Any money you earn is your profit. The only issue is, your costs are going into ensuring your stablecoin stays at peg or has solid demand sinks baked in.
Yield Aggregators
This basically covers any service that says “give me your money and I’ll make you the most money”. These were great businesses when they first came out but the biggest challenge here is defensibility and negative network effects. The fee structure is similar to lending businesses but there’s a difference in their underlying business mechanics.
Fees Paid = Size of deposit * Profit earned by depositors * Performance fee (%)
The reason why I included size of deposit here is because the more money a yield aggregator has, the less yield it produces for its other users. It actually has negative network effects!
As a yield aggregator, you obviously want lots of $ so you can earn your depositors more profit and then capture your performance fees. The only challenge is that as you don’t want too much money because you’ll struggle to make increasing profits for all your depositors which drops your performance fees.
In order do increase the profit earned by your depositors, the largest challenge you have that any strategy you deploy on-chain can be copied by anyone else — and very quickly. You get squeezed on both sides unfortunately.

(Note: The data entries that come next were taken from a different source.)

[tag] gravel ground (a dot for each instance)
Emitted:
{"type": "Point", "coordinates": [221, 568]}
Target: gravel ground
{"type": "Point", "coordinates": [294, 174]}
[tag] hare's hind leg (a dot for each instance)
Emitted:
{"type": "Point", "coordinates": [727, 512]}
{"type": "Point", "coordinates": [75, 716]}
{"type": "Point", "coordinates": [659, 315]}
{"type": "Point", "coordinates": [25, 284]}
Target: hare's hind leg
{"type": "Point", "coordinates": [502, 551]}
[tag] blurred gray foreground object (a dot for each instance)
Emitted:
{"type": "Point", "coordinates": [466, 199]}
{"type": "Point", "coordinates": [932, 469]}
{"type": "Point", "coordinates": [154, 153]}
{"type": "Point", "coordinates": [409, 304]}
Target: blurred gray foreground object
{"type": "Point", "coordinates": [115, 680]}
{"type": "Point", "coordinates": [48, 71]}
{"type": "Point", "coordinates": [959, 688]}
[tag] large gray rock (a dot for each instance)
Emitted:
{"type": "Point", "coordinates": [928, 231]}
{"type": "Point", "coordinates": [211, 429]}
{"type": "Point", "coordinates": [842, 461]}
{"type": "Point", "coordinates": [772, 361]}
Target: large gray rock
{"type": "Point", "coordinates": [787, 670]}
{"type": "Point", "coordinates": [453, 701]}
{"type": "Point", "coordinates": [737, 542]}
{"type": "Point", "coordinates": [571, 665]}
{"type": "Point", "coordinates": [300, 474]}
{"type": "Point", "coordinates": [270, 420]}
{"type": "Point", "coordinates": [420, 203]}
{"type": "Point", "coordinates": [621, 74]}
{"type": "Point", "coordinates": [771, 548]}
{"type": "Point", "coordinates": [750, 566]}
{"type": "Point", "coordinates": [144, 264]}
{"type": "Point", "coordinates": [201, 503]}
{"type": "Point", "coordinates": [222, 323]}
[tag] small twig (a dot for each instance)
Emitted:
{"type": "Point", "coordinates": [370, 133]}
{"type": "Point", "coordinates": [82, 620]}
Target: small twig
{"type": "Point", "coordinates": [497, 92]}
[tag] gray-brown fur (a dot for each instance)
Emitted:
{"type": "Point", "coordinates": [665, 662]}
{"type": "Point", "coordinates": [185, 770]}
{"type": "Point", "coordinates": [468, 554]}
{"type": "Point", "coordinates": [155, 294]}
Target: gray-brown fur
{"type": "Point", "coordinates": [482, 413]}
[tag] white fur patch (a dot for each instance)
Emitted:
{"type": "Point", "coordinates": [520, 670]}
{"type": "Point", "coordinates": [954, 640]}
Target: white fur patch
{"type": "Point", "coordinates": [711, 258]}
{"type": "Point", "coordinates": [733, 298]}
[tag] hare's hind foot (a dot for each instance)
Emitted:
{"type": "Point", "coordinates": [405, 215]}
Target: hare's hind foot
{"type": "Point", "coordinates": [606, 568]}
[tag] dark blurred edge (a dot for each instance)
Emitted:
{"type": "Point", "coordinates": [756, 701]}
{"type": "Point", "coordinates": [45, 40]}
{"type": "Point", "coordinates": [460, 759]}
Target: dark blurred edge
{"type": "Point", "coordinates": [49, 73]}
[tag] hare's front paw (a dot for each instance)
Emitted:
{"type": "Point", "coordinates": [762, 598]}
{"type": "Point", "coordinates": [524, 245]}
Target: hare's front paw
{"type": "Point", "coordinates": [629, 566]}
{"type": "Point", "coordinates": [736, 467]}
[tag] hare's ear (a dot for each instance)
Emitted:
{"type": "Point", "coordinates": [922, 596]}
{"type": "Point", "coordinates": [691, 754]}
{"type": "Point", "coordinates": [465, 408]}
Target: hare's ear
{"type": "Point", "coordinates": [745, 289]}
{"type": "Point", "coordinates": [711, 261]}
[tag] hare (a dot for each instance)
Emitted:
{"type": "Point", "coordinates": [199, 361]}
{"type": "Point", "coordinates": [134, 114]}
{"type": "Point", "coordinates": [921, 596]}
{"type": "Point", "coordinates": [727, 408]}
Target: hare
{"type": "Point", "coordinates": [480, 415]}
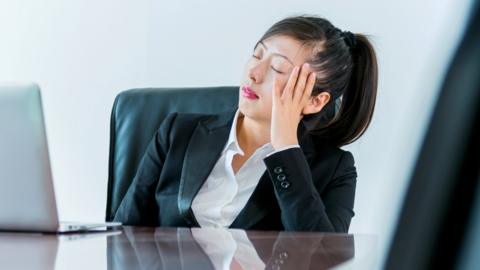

Performance fee. This is also a really hard vector to optimise around since any % you charge your depositors, technically they can cut you out and go straight to the source. It’s like LPs investing directly into startups that their VC funds find.
Closing
As you can see, each of these crypto primitives offer very similar to businesses you see in the real world but have slightly different mechanics due to the nature of the environment they live in. If this post gets enough traction, I’ll release a second part around the costs — since that’s the part that everyone forgets about when factoring in their equations. Also the relation between costs and profits is a delicate one where an element of “incentive elasticity” comes in. Anyways, I’m running ahead of myself here. I’d love to hear your thoughts on this piece!